O filme foi exibido no Festival de Roma nesta quarta-feira. No domingo (25), ele deverá passar nos EUA pela primeira vez durante o Savannah Film Festival.

O diretor Evgeny Afineevsky acabou as gravações em junho de 2020. O filme fala de temas como a pandemia, racismo e abuso sexual. Há temas geopolíticos também, como a guerra na Síria e na Ucrânia.

O Papa Francisco já demonstrou ter interesse em dialogar com católicos LGBTIs, mas geralmente suas mensagens são a respeito de acolher esses fiéis. No filme, o pontífice pediu uma “lei da união civil” que permitiria às pessoas LGBT + “estar em uma família”.

“Eles são filhos de Deus e têm direito a uma família”, disse ele no documentário “Francesco”, que estreou no Festival de Cinema de Roma.

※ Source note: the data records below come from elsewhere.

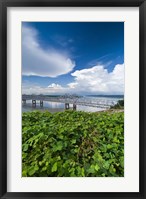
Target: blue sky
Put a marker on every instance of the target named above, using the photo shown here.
(73, 57)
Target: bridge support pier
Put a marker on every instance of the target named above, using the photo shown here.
(34, 103)
(66, 106)
(41, 103)
(74, 107)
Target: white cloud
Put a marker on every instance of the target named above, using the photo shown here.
(36, 89)
(98, 80)
(95, 80)
(40, 62)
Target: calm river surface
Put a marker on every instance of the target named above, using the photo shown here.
(56, 107)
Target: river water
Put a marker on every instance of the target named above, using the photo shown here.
(57, 107)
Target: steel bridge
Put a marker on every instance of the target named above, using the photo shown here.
(67, 100)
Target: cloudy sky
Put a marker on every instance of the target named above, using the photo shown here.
(73, 57)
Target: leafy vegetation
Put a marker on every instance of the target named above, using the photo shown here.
(119, 105)
(73, 143)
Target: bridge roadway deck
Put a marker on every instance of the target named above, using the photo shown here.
(77, 101)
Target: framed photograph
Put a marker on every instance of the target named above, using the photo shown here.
(72, 99)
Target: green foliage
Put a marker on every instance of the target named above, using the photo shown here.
(73, 144)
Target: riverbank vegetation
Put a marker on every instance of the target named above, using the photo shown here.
(72, 144)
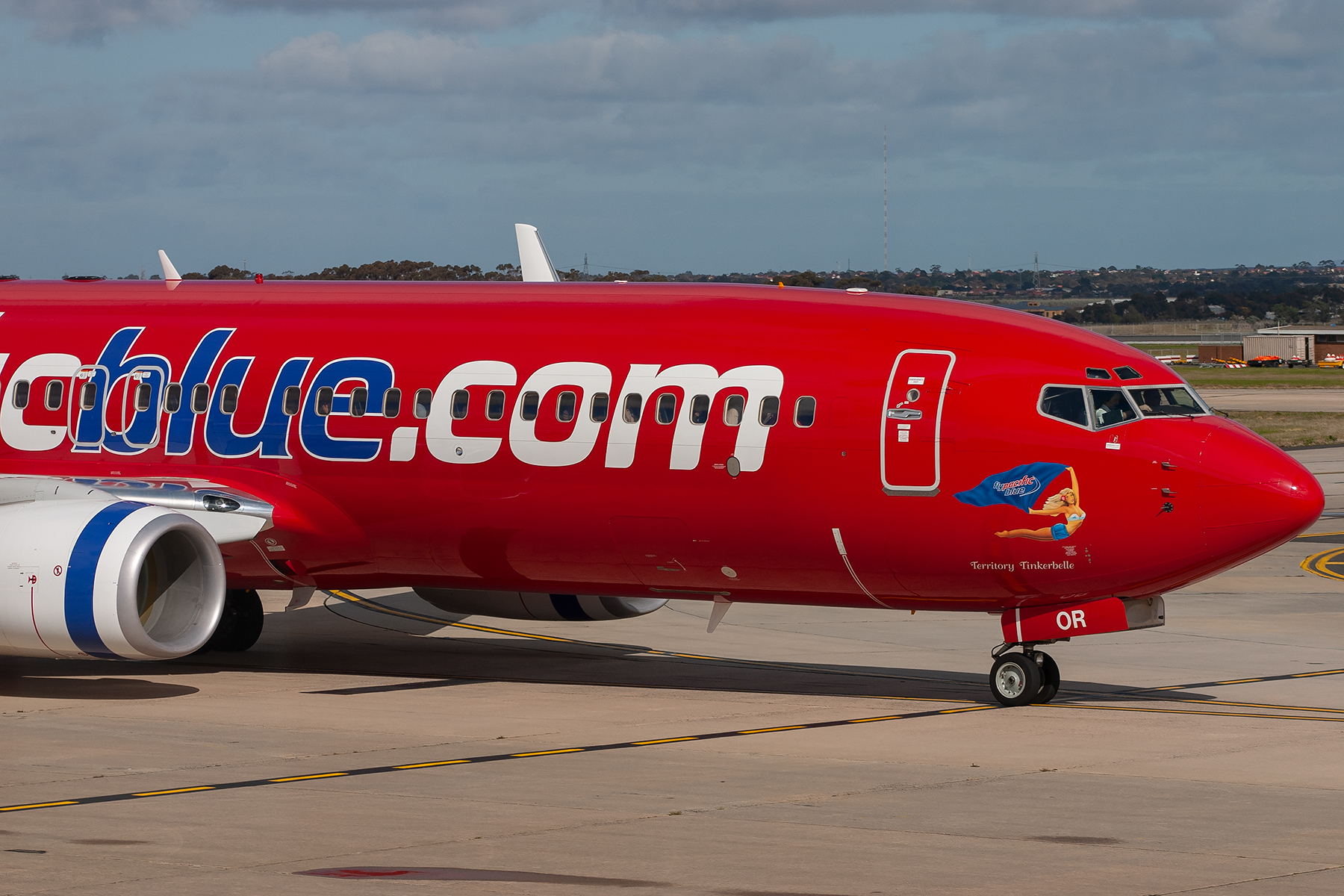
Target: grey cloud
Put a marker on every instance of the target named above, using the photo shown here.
(1070, 97)
(730, 11)
(1284, 28)
(452, 15)
(92, 20)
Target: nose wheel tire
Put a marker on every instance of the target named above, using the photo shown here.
(240, 625)
(1048, 679)
(1015, 680)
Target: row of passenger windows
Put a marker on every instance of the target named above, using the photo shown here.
(1100, 408)
(566, 406)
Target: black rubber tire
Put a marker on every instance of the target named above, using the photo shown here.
(240, 625)
(1048, 679)
(1015, 680)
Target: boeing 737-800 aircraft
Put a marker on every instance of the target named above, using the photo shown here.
(591, 450)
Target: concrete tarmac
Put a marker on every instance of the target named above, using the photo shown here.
(1275, 399)
(1203, 756)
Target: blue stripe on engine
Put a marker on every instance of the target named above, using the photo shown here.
(80, 574)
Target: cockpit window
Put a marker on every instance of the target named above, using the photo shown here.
(1110, 408)
(1066, 403)
(1167, 401)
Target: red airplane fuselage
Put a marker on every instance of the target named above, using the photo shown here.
(746, 494)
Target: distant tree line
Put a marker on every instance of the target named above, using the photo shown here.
(1300, 293)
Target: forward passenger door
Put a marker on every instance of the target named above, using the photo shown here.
(912, 422)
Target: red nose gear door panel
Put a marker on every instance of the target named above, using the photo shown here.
(912, 422)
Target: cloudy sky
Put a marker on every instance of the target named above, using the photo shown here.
(670, 134)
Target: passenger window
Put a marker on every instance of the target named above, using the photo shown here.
(769, 410)
(1110, 408)
(495, 405)
(1169, 401)
(292, 398)
(529, 406)
(632, 408)
(55, 393)
(806, 411)
(1065, 403)
(667, 408)
(228, 399)
(564, 408)
(143, 394)
(172, 398)
(700, 410)
(732, 410)
(323, 403)
(598, 410)
(423, 402)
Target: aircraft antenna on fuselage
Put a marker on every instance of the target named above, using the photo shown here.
(169, 272)
(532, 258)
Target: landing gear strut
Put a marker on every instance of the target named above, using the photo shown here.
(1021, 679)
(240, 625)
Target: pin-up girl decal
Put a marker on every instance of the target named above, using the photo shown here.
(1063, 504)
(1021, 487)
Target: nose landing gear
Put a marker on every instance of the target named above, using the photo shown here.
(1021, 679)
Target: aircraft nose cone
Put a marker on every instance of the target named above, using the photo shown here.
(1251, 494)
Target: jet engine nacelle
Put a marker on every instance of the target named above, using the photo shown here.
(523, 605)
(107, 579)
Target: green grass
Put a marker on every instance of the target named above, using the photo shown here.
(1175, 349)
(1263, 376)
(1293, 429)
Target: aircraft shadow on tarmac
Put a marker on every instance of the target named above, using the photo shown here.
(319, 641)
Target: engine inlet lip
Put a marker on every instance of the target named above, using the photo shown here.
(211, 588)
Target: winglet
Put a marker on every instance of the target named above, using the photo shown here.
(169, 272)
(532, 258)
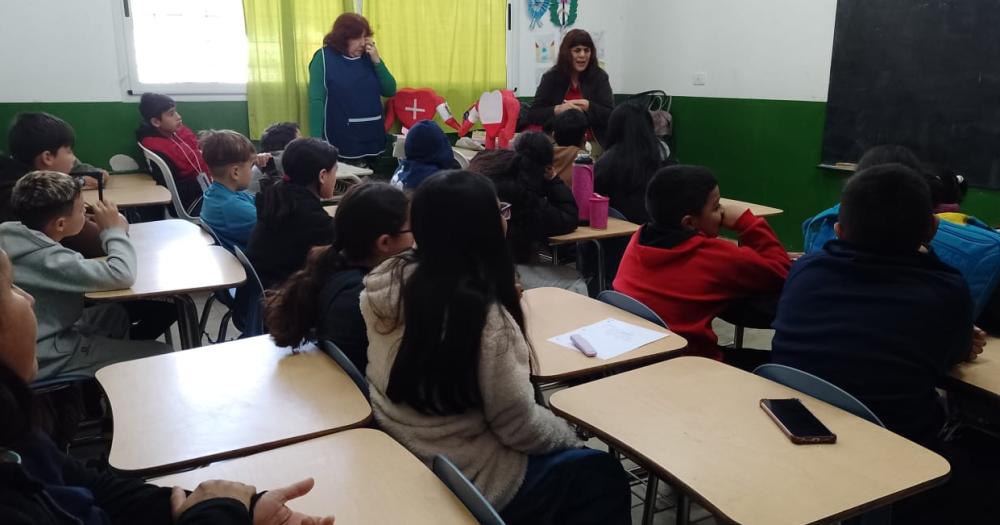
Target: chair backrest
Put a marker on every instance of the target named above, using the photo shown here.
(466, 491)
(254, 293)
(156, 161)
(816, 387)
(341, 358)
(630, 305)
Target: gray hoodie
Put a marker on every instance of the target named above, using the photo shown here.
(59, 277)
(491, 444)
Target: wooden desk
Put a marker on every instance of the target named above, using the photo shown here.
(983, 374)
(616, 228)
(757, 209)
(362, 476)
(174, 260)
(190, 408)
(131, 190)
(552, 311)
(697, 423)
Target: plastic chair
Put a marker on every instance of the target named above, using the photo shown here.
(826, 391)
(466, 491)
(253, 323)
(630, 305)
(341, 358)
(156, 161)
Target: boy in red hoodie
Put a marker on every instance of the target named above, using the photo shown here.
(164, 133)
(677, 265)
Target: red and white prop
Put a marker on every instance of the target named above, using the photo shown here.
(498, 112)
(411, 105)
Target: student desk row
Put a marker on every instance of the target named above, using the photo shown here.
(176, 258)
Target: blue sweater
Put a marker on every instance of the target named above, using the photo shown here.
(231, 214)
(884, 328)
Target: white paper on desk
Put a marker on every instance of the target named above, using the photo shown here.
(611, 337)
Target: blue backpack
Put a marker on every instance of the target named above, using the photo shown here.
(973, 249)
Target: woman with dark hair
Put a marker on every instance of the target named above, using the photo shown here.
(290, 215)
(541, 206)
(39, 484)
(320, 302)
(632, 154)
(449, 365)
(575, 82)
(346, 77)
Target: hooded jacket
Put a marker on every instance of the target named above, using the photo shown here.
(688, 281)
(58, 278)
(491, 444)
(427, 152)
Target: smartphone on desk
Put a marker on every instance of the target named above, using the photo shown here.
(797, 422)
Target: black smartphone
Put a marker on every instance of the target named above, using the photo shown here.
(797, 422)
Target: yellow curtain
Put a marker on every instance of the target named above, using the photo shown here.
(283, 36)
(456, 47)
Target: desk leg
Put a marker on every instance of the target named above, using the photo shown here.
(187, 321)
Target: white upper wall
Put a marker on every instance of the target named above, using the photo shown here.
(58, 51)
(762, 49)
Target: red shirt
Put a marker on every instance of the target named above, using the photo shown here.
(692, 283)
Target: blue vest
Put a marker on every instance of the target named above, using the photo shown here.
(354, 121)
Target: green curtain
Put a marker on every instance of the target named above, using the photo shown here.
(456, 47)
(283, 36)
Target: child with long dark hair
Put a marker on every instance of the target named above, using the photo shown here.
(321, 300)
(449, 365)
(41, 484)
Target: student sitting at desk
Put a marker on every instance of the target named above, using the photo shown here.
(74, 339)
(321, 301)
(39, 141)
(677, 265)
(163, 132)
(41, 484)
(449, 366)
(541, 206)
(290, 215)
(879, 315)
(228, 208)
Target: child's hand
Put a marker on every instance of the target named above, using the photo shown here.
(106, 216)
(978, 343)
(732, 213)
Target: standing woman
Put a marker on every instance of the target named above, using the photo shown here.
(575, 82)
(346, 78)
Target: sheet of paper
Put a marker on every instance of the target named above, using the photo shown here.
(611, 337)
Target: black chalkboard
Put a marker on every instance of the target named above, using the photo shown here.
(922, 73)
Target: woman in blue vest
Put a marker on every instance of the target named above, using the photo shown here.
(346, 78)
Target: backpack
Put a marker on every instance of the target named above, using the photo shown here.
(973, 249)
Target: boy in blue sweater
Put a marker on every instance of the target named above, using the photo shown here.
(228, 208)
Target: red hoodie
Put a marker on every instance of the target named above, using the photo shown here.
(180, 149)
(692, 283)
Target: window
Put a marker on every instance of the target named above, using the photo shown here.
(186, 46)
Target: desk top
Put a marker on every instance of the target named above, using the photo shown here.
(195, 406)
(130, 190)
(362, 476)
(616, 228)
(758, 209)
(549, 312)
(697, 423)
(984, 373)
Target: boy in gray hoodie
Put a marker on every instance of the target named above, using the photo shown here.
(71, 339)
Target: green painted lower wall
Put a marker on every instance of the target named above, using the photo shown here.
(763, 151)
(106, 128)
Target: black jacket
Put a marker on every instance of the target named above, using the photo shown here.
(286, 231)
(884, 328)
(49, 487)
(551, 92)
(340, 319)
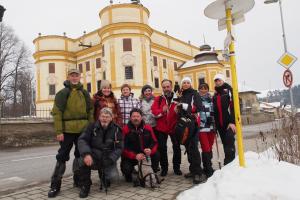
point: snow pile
(264, 178)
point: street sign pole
(235, 90)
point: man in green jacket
(72, 112)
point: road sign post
(233, 12)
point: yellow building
(125, 49)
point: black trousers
(163, 150)
(192, 151)
(127, 165)
(63, 154)
(228, 139)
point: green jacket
(70, 112)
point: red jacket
(165, 121)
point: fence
(36, 115)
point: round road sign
(288, 78)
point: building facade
(125, 49)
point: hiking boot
(84, 191)
(177, 172)
(53, 192)
(164, 172)
(188, 175)
(197, 179)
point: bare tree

“Ninguém deveria ser expulso ou miserável por isso.”

A Igreja Católica perseguiu gays durante grande parte de sua história e ainda vê a homossexualidade como uma “desordem intrínseca”. A igreja também ensina que atos homossexuais são pecaminosos, mas sua postura moderna é que ser gay não é pecado por si só.

O Papa Francisco, nascido como Jorge Mario Bergoglio, fez vários gestos de reconciliação com a comunidade LGBT + desde que assumiu o comando da igreja em 2013.